Die amerikanische UN-Botschafterin Nikki Haley. Screenshot, Youtube

Israel wird kein Blankoscheck für den Ausbau der Siedlungen im Westjordanland ausgestellt; agressive Aktionen Russlands werden verurteilt

Der neue SPD-Kanzlerkandidat Schulz zeigt sich im Spiegel-Interview entsetzt [1] Trump spiele mit der Sicherheit der Welt. Jüngste Stellungnahmen der US-Regierung deuten allerdings darauf hin, dass sie sich auf einen ähnlichen Kurs einpendelt wie die alte: Israel wird kein Blankoscheck für den Ausbau der Siedlungen im Westjordanland ausgestellt, Russland wird wegen "aggressiver Aktionen" in der Ostukraine scharf verurteilt und Iran stehen neue Sanktionen bevor.

Vor wenigen Tagen haben Außenminister Tillerson und Verteidigungsminister Mattis ihre Posten bezogen, und mit dem jordanischen König Abdullah II wurde der erste Gast aus dem Nahen Osten angehört: Seither gibt es offizielle Äußerungen und Vorhaben, die am Kurs und den Ritualen der Vorgängerregierung anknüpfen. Von Disruption kann erstmal keine Rede sein.
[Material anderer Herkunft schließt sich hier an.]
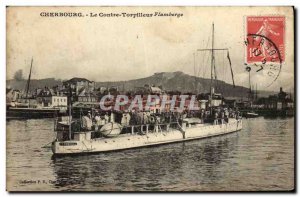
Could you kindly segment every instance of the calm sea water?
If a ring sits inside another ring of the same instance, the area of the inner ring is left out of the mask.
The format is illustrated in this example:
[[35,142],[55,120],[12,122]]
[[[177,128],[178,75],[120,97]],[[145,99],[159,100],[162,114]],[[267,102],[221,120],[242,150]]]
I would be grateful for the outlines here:
[[252,191],[294,188],[294,118],[158,147],[52,158],[53,120],[7,121],[10,191]]

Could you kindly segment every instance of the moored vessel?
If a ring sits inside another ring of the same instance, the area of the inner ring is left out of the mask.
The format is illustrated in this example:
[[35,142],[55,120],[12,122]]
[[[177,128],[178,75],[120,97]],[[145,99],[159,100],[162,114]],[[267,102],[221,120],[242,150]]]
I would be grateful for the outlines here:
[[246,118],[256,118],[258,116],[259,115],[257,113],[255,113],[254,111],[249,111],[249,112],[246,112],[246,114],[245,114]]
[[38,106],[36,98],[29,96],[33,58],[31,59],[29,76],[25,87],[25,95],[14,98],[6,103],[7,119],[29,119],[29,118],[53,118],[60,113],[65,113],[66,109],[59,106]]
[[58,108],[10,107],[6,111],[6,118],[53,118],[60,111]]

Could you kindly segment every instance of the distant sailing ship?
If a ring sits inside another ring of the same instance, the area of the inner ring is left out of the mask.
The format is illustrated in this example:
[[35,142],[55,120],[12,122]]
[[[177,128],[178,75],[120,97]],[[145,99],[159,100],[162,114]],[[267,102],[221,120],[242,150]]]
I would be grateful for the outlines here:
[[[253,107],[252,107],[252,103],[253,103],[253,97],[252,97],[252,90],[251,90],[251,74],[250,74],[250,71],[251,71],[251,68],[248,66],[246,67],[246,71],[248,72],[249,74],[249,93],[248,93],[248,101],[249,101],[249,105],[250,105],[250,110],[246,111],[244,116],[246,118],[256,118],[258,117],[259,115],[253,110]],[[257,94],[257,90],[256,90],[256,94]]]
[[30,81],[32,74],[33,58],[31,59],[29,76],[25,87],[25,97],[17,99],[14,102],[7,103],[6,118],[53,118],[55,114],[60,112],[55,107],[37,107],[30,103],[32,98],[29,97]]
[[[214,35],[214,26],[212,35]],[[131,121],[136,116],[136,112],[122,112],[121,114],[110,112],[99,121],[88,116],[75,120],[71,116],[71,107],[69,107],[69,116],[60,117],[55,121],[57,135],[52,142],[53,154],[124,150],[195,140],[241,130],[243,123],[238,112],[223,118],[212,118],[214,115],[212,113],[214,50],[220,49],[214,49],[214,39],[212,39],[212,48],[205,50],[211,51],[212,56],[210,117],[205,117],[203,111],[199,111],[200,115],[194,117],[186,117],[179,112],[151,114],[141,112],[148,116],[147,121],[144,119]],[[119,118],[116,118],[117,116]]]

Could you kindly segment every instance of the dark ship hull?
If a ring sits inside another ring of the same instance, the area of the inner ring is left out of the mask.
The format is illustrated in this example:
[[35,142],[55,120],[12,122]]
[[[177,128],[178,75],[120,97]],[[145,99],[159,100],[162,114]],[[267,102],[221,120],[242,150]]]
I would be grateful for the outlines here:
[[56,108],[7,108],[6,119],[53,118],[59,113]]

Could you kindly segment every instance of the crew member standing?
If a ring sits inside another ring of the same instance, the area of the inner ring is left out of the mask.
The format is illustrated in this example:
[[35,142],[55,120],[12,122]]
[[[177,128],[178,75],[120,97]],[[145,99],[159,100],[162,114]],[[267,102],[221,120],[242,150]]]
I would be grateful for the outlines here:
[[224,113],[224,111],[222,110],[222,111],[221,111],[221,124],[224,124],[224,118],[225,118],[225,113]]
[[218,112],[215,111],[215,114],[214,114],[214,125],[217,125],[218,124]]

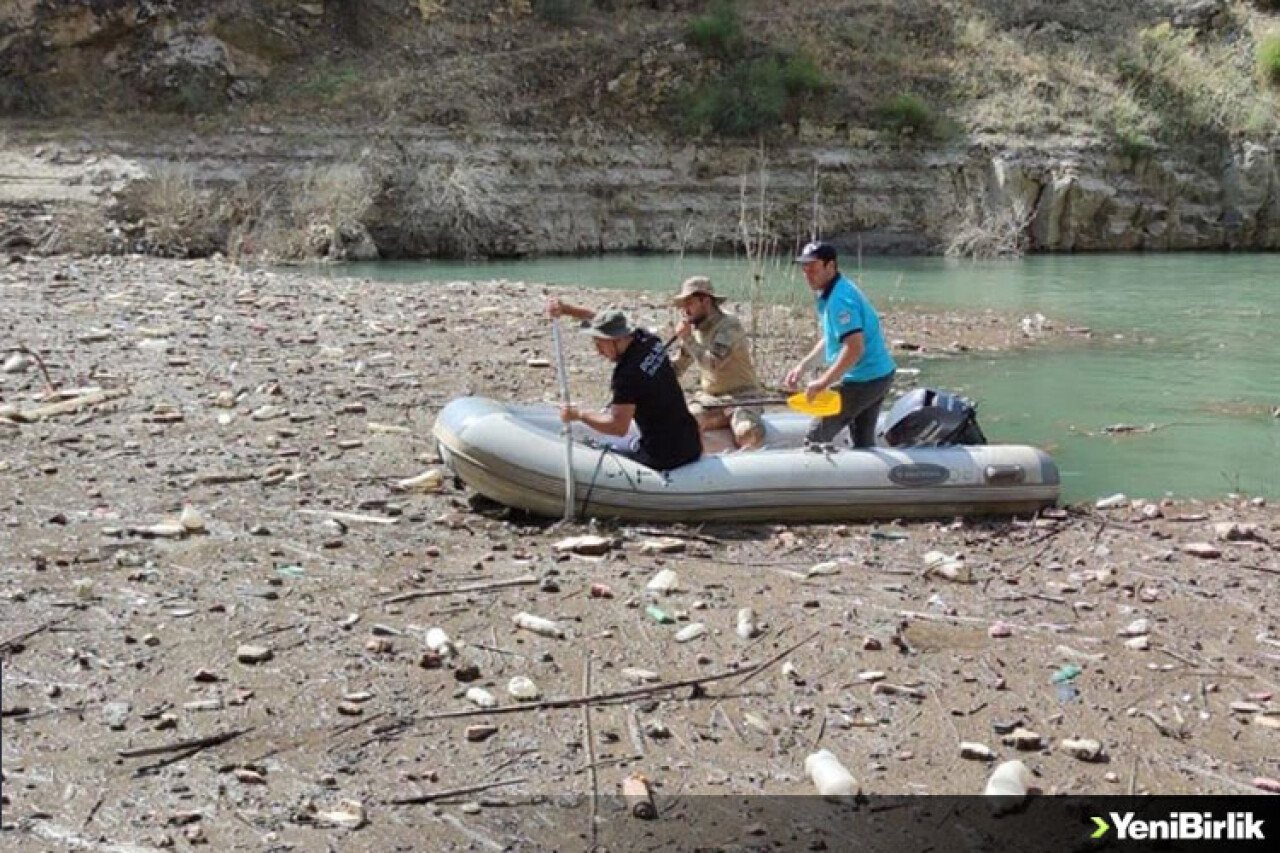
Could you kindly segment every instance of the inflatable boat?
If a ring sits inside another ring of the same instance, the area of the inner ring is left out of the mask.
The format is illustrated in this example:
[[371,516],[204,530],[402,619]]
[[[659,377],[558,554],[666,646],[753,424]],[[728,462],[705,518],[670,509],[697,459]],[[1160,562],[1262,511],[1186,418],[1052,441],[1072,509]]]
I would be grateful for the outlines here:
[[[804,443],[808,417],[765,421],[763,448],[707,454],[668,472],[619,455],[622,439],[575,423],[576,514],[689,523],[937,518],[1029,514],[1058,499],[1057,466],[1035,447],[815,448]],[[566,441],[553,406],[462,397],[440,412],[434,436],[446,466],[481,495],[565,514]]]

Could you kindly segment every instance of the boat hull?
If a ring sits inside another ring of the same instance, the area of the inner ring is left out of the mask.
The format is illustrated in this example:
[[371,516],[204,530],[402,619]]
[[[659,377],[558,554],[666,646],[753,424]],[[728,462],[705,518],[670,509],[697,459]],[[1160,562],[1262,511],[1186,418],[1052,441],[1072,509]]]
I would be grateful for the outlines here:
[[[1033,513],[1057,501],[1058,470],[1021,445],[802,447],[808,419],[771,415],[762,450],[704,456],[662,474],[576,425],[576,509],[646,521],[838,521]],[[550,406],[449,403],[434,435],[450,470],[494,501],[564,515],[565,443]],[[596,444],[598,446],[591,446]]]

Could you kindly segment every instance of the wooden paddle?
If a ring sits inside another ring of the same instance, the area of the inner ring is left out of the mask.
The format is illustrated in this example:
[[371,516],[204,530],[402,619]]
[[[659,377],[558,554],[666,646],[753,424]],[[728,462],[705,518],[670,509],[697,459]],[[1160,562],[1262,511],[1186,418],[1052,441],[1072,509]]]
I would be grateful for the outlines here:
[[704,409],[729,409],[736,406],[777,406],[785,405],[793,412],[800,412],[805,415],[813,415],[816,418],[826,418],[831,415],[840,414],[842,400],[839,391],[833,391],[828,388],[825,391],[819,391],[814,395],[813,401],[810,402],[805,398],[804,392],[799,391],[787,397],[760,397],[752,400],[735,400],[732,403],[712,403],[704,404]]

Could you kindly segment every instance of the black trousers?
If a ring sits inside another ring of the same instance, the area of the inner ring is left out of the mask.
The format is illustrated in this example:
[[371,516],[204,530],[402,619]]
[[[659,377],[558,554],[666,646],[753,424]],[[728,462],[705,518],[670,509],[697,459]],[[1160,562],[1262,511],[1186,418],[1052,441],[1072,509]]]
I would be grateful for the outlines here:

Ausweitung israelischer Siedlungen "möglicherweise nicht hilfreich"

Nach den Lautsprecheransagen Trumps und den lauten Gegenreaktionen bekommen Nuancen wieder Raum. So ist das Statement des Weißen Hauses [2] zum geplanten Bau neuer Wohnungen und der Ausweitung bereits bestehender Siedlungen im Westjordanland zwar eine Zurechtweisung von israelischen Politikern wie Naftali Bennett, der sich in einer neuen Ära sieht und die Souveränität Israels auf das ganze Westjordanland ausdehnen will [3]. Aber es enthält, anders als dies bei Obama der Fall war, zugleich Formulierungen, die eine grundlegende Sympathie für den Siedlungsbau bekunden.

"Wir sind nicht der Auffassung, dass die Existenz von Siedlungen ein Hindernis für den Frieden darstellt", ist in dem Statement zu lesen. Unter Obamas Präsidentschaft war das Einfrieren des Siedlungsbaus als Grundbedingung für den Friedensprozess, der ihm jedoch nicht glückte; die Siedlungen blieben ein fortdauernder Streitpunkt.

Die Regierung Trump will sich Handlungsspielraum bewahren: Die Ausweitung der Siedlungen über ihre gegenwärtigen Grenzen hinaus, sei "möglicherweise nicht hilfreich" angesichts des Ziels, Frieden zwischen Israelis und Palästinensern zu schließen.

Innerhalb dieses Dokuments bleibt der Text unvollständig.